On the $k$-error linear complexity of binary sequences derived from the discrete logarithm in finite fields
This work addresses a theoretical problem in cryptography and coding theory, focusing on sequence properties for security applications, but it is incremental as it builds on existing methods and leaves open cases for r > 2.
The paper tackles the problem of analyzing the linear complexity and k-error linear complexity of binary sequences derived from the discrete logarithm in finite fields, proving a lower bound for r ≥ 2 and studying specific cases for r = 2, with results improving upon prior work by Meidl and Winterhof.

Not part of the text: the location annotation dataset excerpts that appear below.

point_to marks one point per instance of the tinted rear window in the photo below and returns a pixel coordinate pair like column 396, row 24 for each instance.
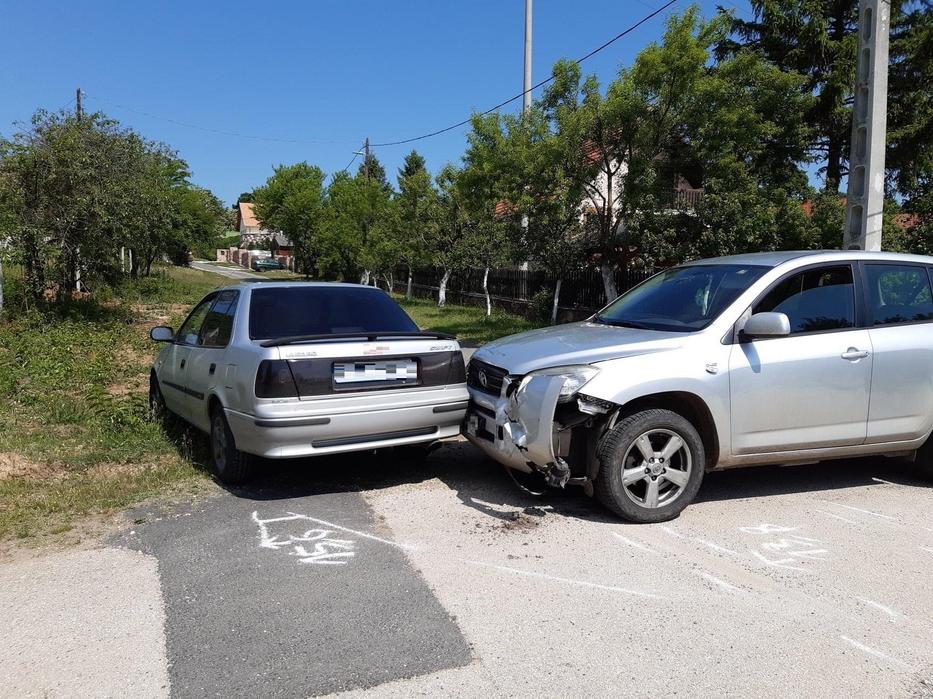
column 319, row 310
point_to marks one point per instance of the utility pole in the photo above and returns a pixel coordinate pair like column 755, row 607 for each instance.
column 526, row 101
column 366, row 159
column 865, row 195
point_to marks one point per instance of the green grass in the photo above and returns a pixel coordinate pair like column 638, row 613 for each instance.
column 75, row 434
column 468, row 323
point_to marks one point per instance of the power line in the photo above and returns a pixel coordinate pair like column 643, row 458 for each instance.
column 534, row 87
column 221, row 132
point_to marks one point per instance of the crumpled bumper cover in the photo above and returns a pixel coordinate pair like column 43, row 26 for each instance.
column 516, row 430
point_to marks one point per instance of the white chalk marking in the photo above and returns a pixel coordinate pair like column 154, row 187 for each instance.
column 859, row 509
column 780, row 563
column 877, row 605
column 716, row 581
column 635, row 544
column 407, row 547
column 554, row 578
column 715, row 547
column 877, row 653
column 844, row 519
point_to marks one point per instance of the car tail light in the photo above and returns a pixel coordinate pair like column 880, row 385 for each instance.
column 274, row 380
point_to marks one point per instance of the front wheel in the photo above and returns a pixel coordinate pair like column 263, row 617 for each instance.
column 925, row 459
column 231, row 466
column 651, row 466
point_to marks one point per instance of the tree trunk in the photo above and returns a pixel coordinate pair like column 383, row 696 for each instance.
column 609, row 282
column 442, row 290
column 486, row 291
column 556, row 301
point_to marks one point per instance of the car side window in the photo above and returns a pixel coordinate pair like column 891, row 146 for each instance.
column 813, row 300
column 218, row 324
column 898, row 294
column 190, row 330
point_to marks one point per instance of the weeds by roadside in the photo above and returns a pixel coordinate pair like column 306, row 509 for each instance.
column 75, row 434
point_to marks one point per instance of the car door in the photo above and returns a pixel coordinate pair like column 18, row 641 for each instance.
column 810, row 389
column 174, row 370
column 899, row 310
column 205, row 361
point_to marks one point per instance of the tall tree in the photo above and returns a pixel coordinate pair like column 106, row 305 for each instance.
column 415, row 213
column 292, row 201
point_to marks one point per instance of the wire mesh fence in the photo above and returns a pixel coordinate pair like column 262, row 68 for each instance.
column 581, row 289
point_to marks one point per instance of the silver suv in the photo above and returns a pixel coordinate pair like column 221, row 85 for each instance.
column 786, row 357
column 290, row 369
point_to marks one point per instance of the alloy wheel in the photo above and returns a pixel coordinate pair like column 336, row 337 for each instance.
column 656, row 468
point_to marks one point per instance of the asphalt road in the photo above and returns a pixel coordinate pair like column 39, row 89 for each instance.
column 807, row 580
column 231, row 272
column 267, row 595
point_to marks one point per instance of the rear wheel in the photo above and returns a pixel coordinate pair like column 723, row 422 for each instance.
column 157, row 409
column 651, row 466
column 231, row 466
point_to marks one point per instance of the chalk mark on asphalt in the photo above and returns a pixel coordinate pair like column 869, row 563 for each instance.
column 877, row 605
column 875, row 652
column 710, row 544
column 554, row 578
column 859, row 509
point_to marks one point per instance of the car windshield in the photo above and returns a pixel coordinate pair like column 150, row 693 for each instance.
column 293, row 311
column 682, row 299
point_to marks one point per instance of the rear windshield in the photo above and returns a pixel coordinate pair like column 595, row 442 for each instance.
column 321, row 310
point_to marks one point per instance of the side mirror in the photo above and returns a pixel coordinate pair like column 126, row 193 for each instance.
column 162, row 333
column 767, row 325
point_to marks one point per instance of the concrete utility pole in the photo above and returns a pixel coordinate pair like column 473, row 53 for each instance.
column 526, row 101
column 865, row 202
column 366, row 159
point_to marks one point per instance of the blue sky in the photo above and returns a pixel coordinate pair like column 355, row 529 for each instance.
column 323, row 71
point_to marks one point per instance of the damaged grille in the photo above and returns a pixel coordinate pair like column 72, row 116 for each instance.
column 485, row 377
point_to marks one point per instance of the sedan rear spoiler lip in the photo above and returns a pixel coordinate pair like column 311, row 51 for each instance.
column 346, row 337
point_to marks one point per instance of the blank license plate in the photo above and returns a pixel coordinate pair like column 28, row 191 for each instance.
column 393, row 371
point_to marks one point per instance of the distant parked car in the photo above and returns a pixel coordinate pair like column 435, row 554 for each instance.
column 786, row 357
column 264, row 264
column 290, row 369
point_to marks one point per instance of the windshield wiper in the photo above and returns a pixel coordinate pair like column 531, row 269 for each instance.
column 621, row 323
column 368, row 336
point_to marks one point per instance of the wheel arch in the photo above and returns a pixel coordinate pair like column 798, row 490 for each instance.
column 690, row 406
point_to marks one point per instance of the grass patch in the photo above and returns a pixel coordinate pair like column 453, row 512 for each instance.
column 468, row 323
column 75, row 434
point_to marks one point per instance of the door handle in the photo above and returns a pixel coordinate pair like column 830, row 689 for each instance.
column 853, row 354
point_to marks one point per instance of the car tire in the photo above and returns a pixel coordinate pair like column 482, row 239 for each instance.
column 158, row 411
column 230, row 465
column 647, row 493
column 924, row 460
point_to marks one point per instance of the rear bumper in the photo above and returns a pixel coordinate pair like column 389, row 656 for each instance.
column 315, row 434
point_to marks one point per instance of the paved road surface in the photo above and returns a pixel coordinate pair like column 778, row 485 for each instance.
column 232, row 272
column 810, row 580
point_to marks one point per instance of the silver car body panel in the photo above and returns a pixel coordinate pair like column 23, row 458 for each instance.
column 291, row 427
column 805, row 397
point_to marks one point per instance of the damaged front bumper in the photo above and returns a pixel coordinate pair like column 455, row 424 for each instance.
column 519, row 429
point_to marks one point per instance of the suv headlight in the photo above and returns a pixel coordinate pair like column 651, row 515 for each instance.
column 574, row 378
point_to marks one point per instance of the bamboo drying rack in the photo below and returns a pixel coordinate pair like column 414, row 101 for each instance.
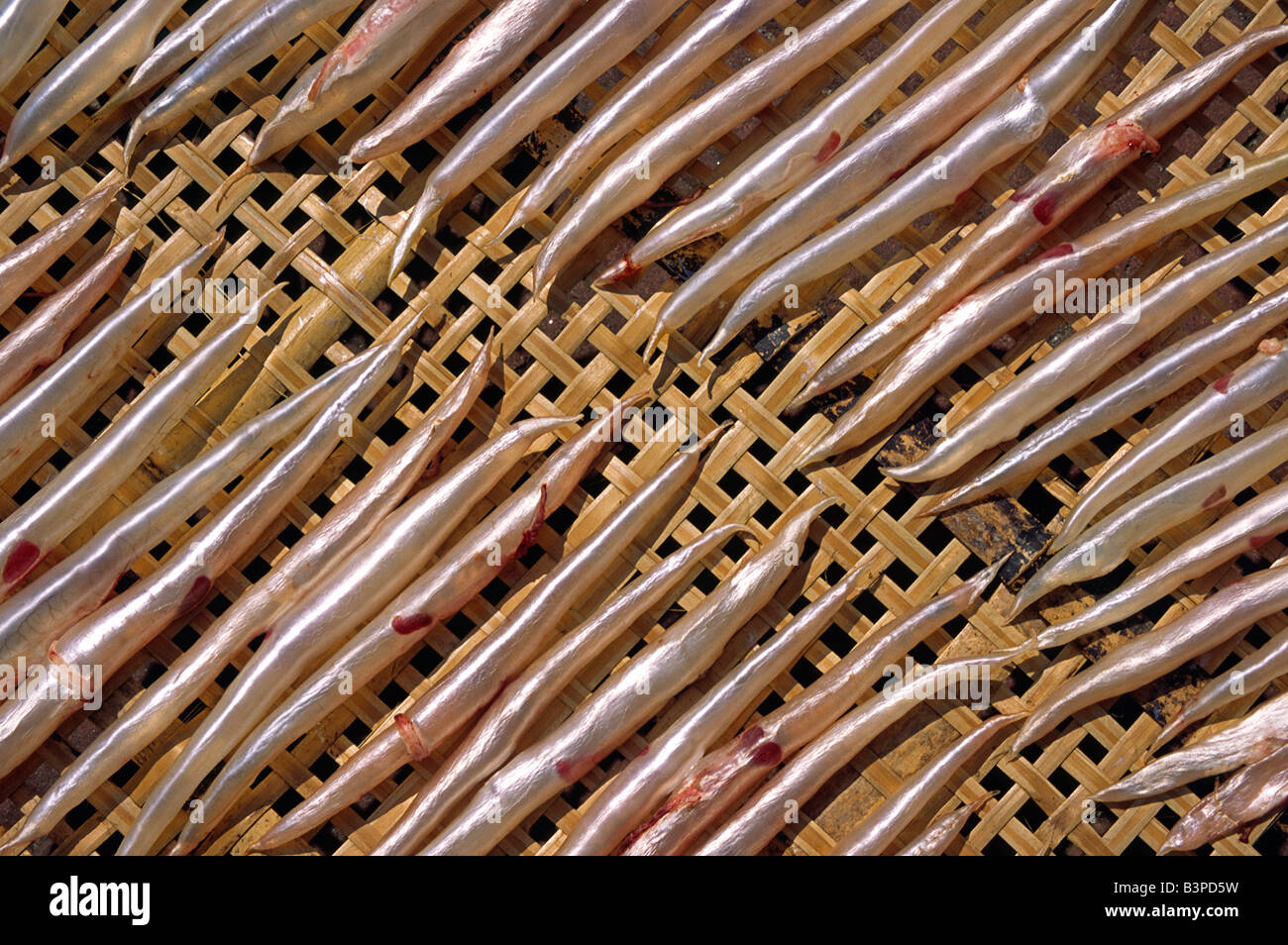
column 325, row 235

Let $q=p^r$ be a power of an odd prime $p$. We study binary sequences $σ=(σ_0,σ_1,\ldots)$ with entries in $\{0,1\}$ defined by using the quadratic character $χ$ of the finite field $\mathbb{F}_q$: $$ σ_n=\left\{ \begin{array}{ll} 0,& \mathrm{if}\quad n= 0,\\ (1-χ(ξ_n))/2,&\mathrm{if}\quad 1\leq n< q, \end{array} \right. $$ for the ordered elements $ξ_0,ξ_1,\ldots,ξ_{q-1}\in \mathbb{F}_q$. The $σ$ is Legendre sequence if $r=1$. Our first contribution is to prove a lower bound on the linear complexity of $σ$ for $r\geq 2$. The bound improves some results of Meidl and Winterhof. Our second contribution is to study the $k$-error linear complexity of $σ$ for $r=2$. It seems that we cannot settle the case when $r>2$ and leave it open.